Having started from a posture of faith, it comes as no surprise that van de Beek takes as the ‘critical’ and ‘decisive’ norm the text of Scripture (pp. 3, 86). Here is a second strength: van de Beek’s entire book is what we might call a biblical theology of the problem of evil. While there are a smattering of references to Barth, Moltmann, Berkhof, Heppe and generally Dutch thinkers, his theological method of thinking is primarily biblical and not historical or philosophical. There are very few footnotes at all in the entire book, but easily many hundreds of Scripture texts from both testaments expounded at length, with references put in parentheses.
But van de Beek is no fideist in the sense of blind ‘faith in faith’, and surely the reader must take special delight in a Reformed Dutchman who invokes Wesley’s quadrilateral (although he does not refer to it as such). While Scripture is decisive and final, van de Beek outlines three other criteria that must be incorporated into theological thinking: human experiences in the contemporary world, tradition or the history of dogma and ideas, and ‘the intrinsic consistency of the line of reasoning’ (pp. 3–4). One example of this third strength is van de Beek’s constant references to pastoral experiences and situations (pp. 44, 54, 62, 81, 88, 89, 120, et al).

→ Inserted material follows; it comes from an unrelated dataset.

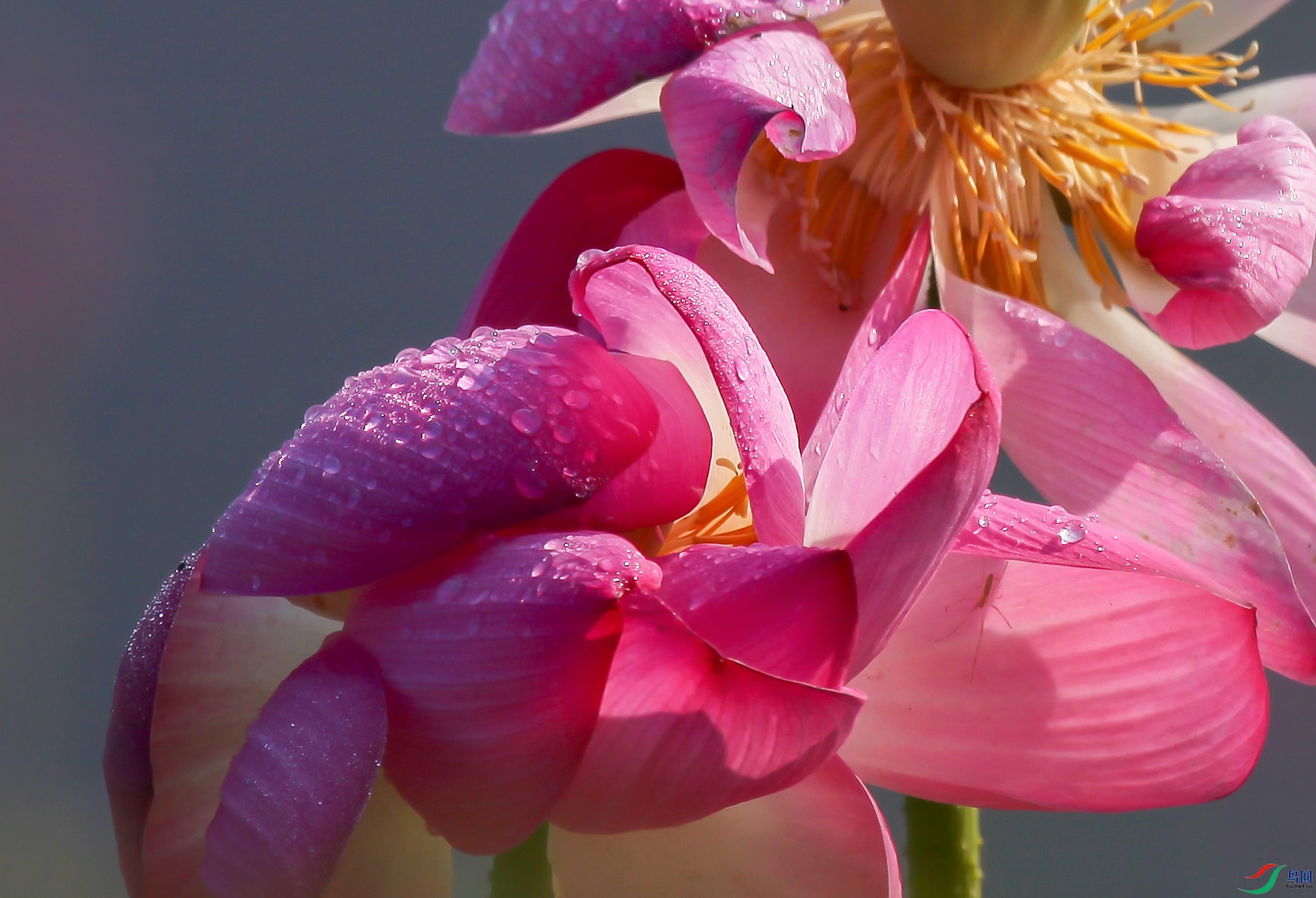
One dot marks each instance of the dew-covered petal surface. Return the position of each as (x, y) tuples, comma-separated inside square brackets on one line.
[(586, 208), (126, 762), (822, 836), (224, 659), (414, 458), (298, 787), (1235, 235), (1093, 434), (494, 663), (632, 311), (685, 731), (548, 61), (1036, 685), (780, 80)]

Fourth, I like the overall doctrine of God found in Why?, and perhaps the best way to explain this is to recall a scene from C.S. Lewis’s The Lion, The Witch, and The Wardrobe. There the children asked if Aslan the lion was safe. The answer: God is not safe, but he is unfailingly good. Van de Beek is careful to protect the freedom of God, and he does not hesitate to say that his purposes in history seem less like a straight and observable line and more like a zigzag. Still, despite the detours, the believer rests in the beautiful words of the Heidelberg Catechism, Lord’s Day, question and answer, regarding the providence of God, that ‘all things, in fact, come to us by chance but from [God’s] fatherly hand’.

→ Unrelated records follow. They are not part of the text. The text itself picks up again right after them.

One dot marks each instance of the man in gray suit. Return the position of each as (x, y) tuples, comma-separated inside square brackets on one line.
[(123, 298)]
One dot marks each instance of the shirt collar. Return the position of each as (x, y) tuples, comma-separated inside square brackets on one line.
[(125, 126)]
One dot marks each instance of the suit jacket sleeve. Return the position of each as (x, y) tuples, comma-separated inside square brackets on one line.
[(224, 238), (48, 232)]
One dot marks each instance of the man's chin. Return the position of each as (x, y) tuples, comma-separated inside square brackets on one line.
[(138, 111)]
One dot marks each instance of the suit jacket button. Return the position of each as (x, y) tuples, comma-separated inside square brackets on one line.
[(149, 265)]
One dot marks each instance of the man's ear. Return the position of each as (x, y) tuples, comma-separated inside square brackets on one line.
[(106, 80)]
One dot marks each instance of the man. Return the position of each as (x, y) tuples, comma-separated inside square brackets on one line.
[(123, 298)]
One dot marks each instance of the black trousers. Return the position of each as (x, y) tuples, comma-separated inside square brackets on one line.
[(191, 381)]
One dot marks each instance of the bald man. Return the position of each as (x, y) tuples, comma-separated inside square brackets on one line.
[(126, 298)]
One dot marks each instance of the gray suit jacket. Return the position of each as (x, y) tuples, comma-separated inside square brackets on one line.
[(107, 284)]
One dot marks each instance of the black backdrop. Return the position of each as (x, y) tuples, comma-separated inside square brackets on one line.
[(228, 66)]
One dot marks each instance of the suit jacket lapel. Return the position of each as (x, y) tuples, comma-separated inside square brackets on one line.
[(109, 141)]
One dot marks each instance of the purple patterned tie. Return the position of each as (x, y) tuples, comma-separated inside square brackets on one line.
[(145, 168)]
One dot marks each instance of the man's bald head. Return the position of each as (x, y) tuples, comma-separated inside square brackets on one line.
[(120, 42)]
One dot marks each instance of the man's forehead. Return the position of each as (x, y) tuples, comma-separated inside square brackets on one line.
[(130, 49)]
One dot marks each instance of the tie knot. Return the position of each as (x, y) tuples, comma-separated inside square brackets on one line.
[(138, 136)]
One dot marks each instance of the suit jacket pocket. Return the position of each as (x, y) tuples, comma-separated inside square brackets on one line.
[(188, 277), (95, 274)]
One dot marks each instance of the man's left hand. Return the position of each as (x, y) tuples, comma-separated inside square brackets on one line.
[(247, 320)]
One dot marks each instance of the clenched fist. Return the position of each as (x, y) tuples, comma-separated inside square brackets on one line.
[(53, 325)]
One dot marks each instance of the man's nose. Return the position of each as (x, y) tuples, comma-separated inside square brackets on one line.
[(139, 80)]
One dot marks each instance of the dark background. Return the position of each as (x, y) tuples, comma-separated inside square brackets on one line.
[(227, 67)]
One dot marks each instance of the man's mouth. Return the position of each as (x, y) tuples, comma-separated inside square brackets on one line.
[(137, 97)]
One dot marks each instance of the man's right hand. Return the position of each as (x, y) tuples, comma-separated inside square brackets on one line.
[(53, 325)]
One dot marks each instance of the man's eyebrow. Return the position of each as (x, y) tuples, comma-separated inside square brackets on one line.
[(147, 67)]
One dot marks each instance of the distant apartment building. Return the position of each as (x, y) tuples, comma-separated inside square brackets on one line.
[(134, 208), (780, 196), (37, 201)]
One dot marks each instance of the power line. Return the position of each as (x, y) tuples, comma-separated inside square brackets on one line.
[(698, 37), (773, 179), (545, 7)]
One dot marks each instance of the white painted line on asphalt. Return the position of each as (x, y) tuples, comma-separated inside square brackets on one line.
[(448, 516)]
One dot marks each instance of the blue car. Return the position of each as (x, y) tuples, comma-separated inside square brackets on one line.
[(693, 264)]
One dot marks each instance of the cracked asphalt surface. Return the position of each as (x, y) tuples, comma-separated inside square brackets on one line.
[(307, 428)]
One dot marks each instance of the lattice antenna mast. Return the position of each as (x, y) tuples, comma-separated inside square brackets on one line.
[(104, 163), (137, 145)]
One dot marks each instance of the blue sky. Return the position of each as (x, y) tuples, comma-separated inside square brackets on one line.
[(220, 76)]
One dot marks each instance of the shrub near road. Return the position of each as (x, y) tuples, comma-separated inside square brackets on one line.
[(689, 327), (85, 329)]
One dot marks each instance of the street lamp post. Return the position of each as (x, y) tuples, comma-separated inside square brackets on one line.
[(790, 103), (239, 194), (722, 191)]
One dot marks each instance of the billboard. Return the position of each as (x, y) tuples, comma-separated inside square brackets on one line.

Fifth, while van de Beek does not hesitate to explore the difficult questions of theodicy, nor does he offer simplistic or superficial answers, yet he still manages to affirm some very basic and very biblical lessons that we all need to hear: that God can allow evil in our lives as a spiritual pedagogy (Heb. 12); that God uses evil for our good (the story of Joseph); that suffering can be a form of punishment (Deut. 27–28), but we must refrain from positing a direct relationship between punishment and suffering (or blessing and welfare, for that matter); that much evil in the world is due to human choices; and that God’s final word about evil was spoken in Jesus Christ. As P.T. Forsyth once wrote: ‘No reason of man can justify God in a world like this. He must justify himself, and he did so in the cross of his Son’.
My exceptions with van de Beek are minor. The book contains no indices at all. At times the text seemed long and tedious. A few readers might wish he had been more definitive on issues like the personal nature of Satan (pp. 190–198), his categorical rejection of natural theology (pp. 227–228), God as predictably unpredictable to the point of being arbitrary (pp. 282, 301, 307, 312), and universalism (pp. 59–62, 107f, 287). Still, those interested in a theodicy addressed from faith to faith will find intellectual and practical edification here aplenty.